Monday, May 01, 2006

GeoVector Gets "Click On Real World" Patent

This intellectual property will play a big role in mobile marketing and physical world connection.

From Directions Mag GeoVector gets new patent for innovative mobile search

GeoVector Corporation, the world leader in pointing-based local search solutions for wireless devices, today announced the issuance of its latest patent for a unique location-based service (LBS) system which allows users to search the internet or query databases merely by pointing a wireless phone or other mobile device at a location or object.
View the demo

Users can point their phones at retailers, restaurants, billboards, banks or historical sites to instantly retrieve information on what they are looking at, or find what they are looking for.

Utilizing GPS technology and a digital compass built into wireless phones, GeoVector allows users to “Click on the Real World®” similar to how computer users point and click with a mouse to access information, conduct transactions or play games.

The solution currently utilizes Qualcomm SnapTrak® positioning technology and their BREW® solution.

"We revolutionized the way people use a wireless phone to interact with the world around them,” said Peter Ellenby, GeoVector’s Director of New Media.

GeoVector is not limiting its focus to Japan and is already in discussions with carriers, handset manufacturers and content providers in the US and Europe. The new patent has also been filed internationally.

“GeoVector’s pointing solutions will soon become the de facto world standard for local search,” added Ellenby. On April 3, 2006, a leading industry journal, RCR Wireless News, reported “This technology may well turn out to be the tail that wags the dog of nascent location-based services.”

Their patent list

Who wants to guess how long they stay independent?


Anonymous said...

This is an interesting technology, and I do wonder how exactly it might work in the real world.

One problem for a technology like this is that they can be victims of their own success, even if they can be made to work effectively. That is, as the set of objects to which you might link gets more populated, the problem becomes harder.

Suppose that you are standing close to a good number of things in which, potentially, you may have an interest -- say, two close by stores, or posters, or a poster on a store, or posters on a store itself populated with potential objects of interest. Well, which of these is REALLY the thing of interest to you? What are you really intending to find out more about?

While one of the supposed limitations of bar codes is that they require line-of-sight to work (as opposed to using general direction, or emanations from RFID chips), it is also one of its great virtues: you know which thing you have in mind because you point your camera or scanner at the code which is visible to the imager.
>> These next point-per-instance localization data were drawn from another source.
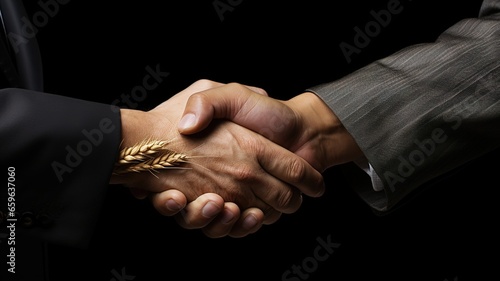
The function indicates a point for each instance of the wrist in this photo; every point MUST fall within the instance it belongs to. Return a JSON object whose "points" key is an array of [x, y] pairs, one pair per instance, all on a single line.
{"points": [[324, 131]]}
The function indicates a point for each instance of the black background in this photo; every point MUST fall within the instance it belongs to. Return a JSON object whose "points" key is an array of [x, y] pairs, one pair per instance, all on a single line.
{"points": [[98, 51]]}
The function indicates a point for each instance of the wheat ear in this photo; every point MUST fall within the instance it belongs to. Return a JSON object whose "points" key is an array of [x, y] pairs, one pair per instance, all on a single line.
{"points": [[149, 156]]}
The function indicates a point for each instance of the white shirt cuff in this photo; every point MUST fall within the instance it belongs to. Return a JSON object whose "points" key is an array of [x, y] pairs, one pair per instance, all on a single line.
{"points": [[377, 183]]}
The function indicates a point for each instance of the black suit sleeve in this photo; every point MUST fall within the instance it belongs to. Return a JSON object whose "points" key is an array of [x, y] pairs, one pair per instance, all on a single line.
{"points": [[62, 152]]}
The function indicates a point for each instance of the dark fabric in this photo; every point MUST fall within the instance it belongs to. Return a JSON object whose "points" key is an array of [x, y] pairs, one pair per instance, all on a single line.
{"points": [[425, 110]]}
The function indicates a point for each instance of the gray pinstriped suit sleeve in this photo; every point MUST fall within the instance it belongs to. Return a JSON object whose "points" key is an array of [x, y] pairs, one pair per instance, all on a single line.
{"points": [[426, 109]]}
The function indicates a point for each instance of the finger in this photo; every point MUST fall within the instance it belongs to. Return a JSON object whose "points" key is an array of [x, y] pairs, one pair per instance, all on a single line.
{"points": [[292, 169], [169, 202], [223, 223], [221, 102], [249, 222], [200, 212], [258, 90]]}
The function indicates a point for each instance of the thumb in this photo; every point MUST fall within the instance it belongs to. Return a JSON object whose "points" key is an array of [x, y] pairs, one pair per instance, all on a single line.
{"points": [[222, 102]]}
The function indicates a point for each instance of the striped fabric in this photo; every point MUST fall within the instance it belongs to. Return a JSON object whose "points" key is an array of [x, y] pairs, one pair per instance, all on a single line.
{"points": [[425, 110]]}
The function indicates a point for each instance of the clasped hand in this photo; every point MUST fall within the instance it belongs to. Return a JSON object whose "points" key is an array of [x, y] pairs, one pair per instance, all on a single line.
{"points": [[246, 168]]}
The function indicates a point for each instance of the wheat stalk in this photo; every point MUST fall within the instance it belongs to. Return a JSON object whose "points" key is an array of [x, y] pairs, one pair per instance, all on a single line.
{"points": [[149, 156]]}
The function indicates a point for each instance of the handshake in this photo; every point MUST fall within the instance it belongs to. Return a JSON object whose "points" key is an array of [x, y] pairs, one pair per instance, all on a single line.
{"points": [[246, 158]]}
In short, the real ultimate issue for this technology, as with many others, is: how well does can it scale up? Is it doomed to introduce confusion once it gets widely adopted?

Anonymous said...

It may give me an answer to a question I don't really have. What's the good of that? Needs to know more about me and intuit a bit about what I might be interested in.

Peter M Ellenby said...

The data is all maintained by Mapion for the Japan application so updating and maintaining the data is their job and they are already doing it. The search can be defined by the, and can also be defined to be a certain distance and certain degree of search. The user is in the loop, and if you point at something you almost certainly have a question about it. barcodes are a good solution but the proximity needed to read them is the problem.

Anonymous said...

Peter, it's certainly good that the search can be constrained in various ways, but the problem will be that each such constraint and/or filter will require only further input by the user -- always the tough thing to begin with for mobile devices -- after all, why not just enter a visible code, or a specific search term?
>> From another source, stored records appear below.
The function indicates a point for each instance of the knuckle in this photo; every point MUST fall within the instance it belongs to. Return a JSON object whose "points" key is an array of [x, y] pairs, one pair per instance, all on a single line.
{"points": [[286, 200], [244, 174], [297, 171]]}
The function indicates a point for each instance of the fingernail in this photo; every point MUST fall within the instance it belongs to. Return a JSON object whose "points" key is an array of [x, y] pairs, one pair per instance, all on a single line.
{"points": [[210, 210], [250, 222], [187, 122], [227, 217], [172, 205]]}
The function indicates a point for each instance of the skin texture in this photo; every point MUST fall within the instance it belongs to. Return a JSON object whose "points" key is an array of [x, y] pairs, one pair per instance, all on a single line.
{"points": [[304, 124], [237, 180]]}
In short, there's going to be a cloud of items of potential interest, and paring down that cloud could prove to be nearly as hard as simply entering the specific query.
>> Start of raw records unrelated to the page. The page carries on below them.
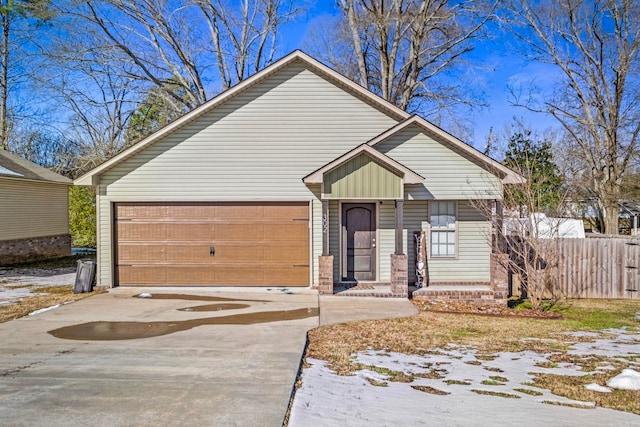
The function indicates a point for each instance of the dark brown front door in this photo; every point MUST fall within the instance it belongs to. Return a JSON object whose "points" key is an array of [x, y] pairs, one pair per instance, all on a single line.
{"points": [[359, 241]]}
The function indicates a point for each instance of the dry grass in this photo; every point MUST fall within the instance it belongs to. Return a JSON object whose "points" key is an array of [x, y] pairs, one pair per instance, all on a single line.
{"points": [[430, 390], [55, 295], [573, 388], [428, 331]]}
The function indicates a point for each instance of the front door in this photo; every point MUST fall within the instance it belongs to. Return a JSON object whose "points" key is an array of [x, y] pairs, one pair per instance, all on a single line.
{"points": [[359, 241]]}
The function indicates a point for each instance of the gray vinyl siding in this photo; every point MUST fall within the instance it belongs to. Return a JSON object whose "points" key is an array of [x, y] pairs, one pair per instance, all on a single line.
{"points": [[316, 238], [259, 144], [416, 218], [386, 238], [256, 146], [32, 209], [448, 174], [334, 237], [473, 250]]}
I do think the application has potential, but I think it's a little hard to predict apriori just where and when and how often it's going to be both easy enough to use and genuinely helpful.

Peter M Ellenby said...

The cloud you speak of is far greater a problem when one does a 360 GPS only search. We refine the search with pointing so the results are far more refined. It's working well in Japan and will work well worldwide.

Anonymous said...


You're certainly right that the "cloud" is pared down by pointing and directional info. Of course, there are underlying inherent inaccuracies in GPS and coordinates of relevant entities in any case that will present issues.

My guess is that it will prove to be a useful technology when dealing with highly "macroscopic" objects -- buildings, landmarks, etc., but will prove far less helpful as objects become smaller and more plentiful -- which suggests it would be a good complementary technology to 2D bar codes, which do very well on smaller objects, and rather badly on big ones (unless you make them the size of poster or billboard).

It would certainly be useful to know just how accurate the technology is, and can be made to be, to get a better sense of its promise.

Anonymous said...

Tyically how accurate is the location and bearing?